The influence of Yo-Yo Ma, meanwhile, will be documented with the world premiere of “The Music of Strangers” the follow-up from Oscar winner Morgan Neville (“20 Feet from Stardom”) focusing on Ma’s Silk Road Ensemble collective, while the director Kahlil Joseph will examine a rather different musical genre in “The Reflektor Tapes,” a glimpse behind the scenes of the Arcade Fire record.

“It’s hard to say they’re capitalizing on a wave because they come from so many different places,” Thom Powers, who runs Toronto’s docs section, told The Times of the musical bent. “But in a year when “Amy” is the top-grossing documentary there’s certainly a lot of interest in these stories.”
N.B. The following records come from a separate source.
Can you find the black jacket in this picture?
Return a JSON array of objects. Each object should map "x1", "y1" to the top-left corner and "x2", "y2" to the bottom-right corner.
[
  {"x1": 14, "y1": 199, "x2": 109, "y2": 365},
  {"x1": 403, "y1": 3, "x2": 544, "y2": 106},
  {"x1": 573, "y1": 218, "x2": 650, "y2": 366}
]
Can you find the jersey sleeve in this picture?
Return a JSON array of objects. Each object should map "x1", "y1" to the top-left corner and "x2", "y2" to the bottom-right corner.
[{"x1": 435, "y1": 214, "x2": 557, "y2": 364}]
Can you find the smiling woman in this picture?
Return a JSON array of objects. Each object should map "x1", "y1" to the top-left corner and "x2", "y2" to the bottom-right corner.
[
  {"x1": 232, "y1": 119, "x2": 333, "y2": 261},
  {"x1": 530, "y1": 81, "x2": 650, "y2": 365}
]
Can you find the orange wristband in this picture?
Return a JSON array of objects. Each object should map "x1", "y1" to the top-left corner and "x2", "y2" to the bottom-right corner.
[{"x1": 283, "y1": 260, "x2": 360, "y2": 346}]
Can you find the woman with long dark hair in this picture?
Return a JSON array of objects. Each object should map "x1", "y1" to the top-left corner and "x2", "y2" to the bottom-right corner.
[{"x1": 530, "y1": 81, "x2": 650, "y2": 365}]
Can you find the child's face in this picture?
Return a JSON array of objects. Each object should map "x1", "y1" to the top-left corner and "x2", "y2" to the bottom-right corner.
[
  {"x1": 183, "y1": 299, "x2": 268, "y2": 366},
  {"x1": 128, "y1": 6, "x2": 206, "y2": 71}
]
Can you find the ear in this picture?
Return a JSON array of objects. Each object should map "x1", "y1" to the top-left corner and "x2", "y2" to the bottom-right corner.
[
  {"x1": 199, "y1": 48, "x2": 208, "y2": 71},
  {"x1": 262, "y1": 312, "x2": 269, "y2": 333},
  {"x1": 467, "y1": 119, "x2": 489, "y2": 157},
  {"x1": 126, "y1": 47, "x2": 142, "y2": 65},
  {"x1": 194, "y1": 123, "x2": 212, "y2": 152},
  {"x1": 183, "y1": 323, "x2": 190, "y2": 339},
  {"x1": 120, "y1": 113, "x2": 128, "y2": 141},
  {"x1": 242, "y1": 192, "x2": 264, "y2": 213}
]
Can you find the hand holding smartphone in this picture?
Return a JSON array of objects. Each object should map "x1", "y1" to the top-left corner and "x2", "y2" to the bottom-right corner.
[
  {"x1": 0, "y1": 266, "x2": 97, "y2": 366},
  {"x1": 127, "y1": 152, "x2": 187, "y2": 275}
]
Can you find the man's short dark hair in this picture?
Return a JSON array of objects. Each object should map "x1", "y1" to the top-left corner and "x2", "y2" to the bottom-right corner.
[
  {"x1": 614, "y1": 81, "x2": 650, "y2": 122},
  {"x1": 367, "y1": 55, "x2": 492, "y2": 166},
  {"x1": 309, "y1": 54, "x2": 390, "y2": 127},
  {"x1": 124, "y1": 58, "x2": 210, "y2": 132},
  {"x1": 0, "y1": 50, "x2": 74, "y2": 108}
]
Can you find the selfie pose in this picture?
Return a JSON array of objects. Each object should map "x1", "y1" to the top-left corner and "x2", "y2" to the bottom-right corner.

Toronto has become a premiere launching pad for documentaries in recent years, with movies such as the 2013 Oscar nominee “The Act of Killing” and last year’s award-season favorites “Red Army” and “Finding Vivian Maier” making key stops there. Doc filmmaking has grown exponentially with the rise of digital filmmaking, offering deep reservoirs for a mega-fest like Toronto.

The festival this year decided to reallocate slots in other sections and give more berths to nonfiction films; this year’s slate is more than 50% larger than the lineup in 2014.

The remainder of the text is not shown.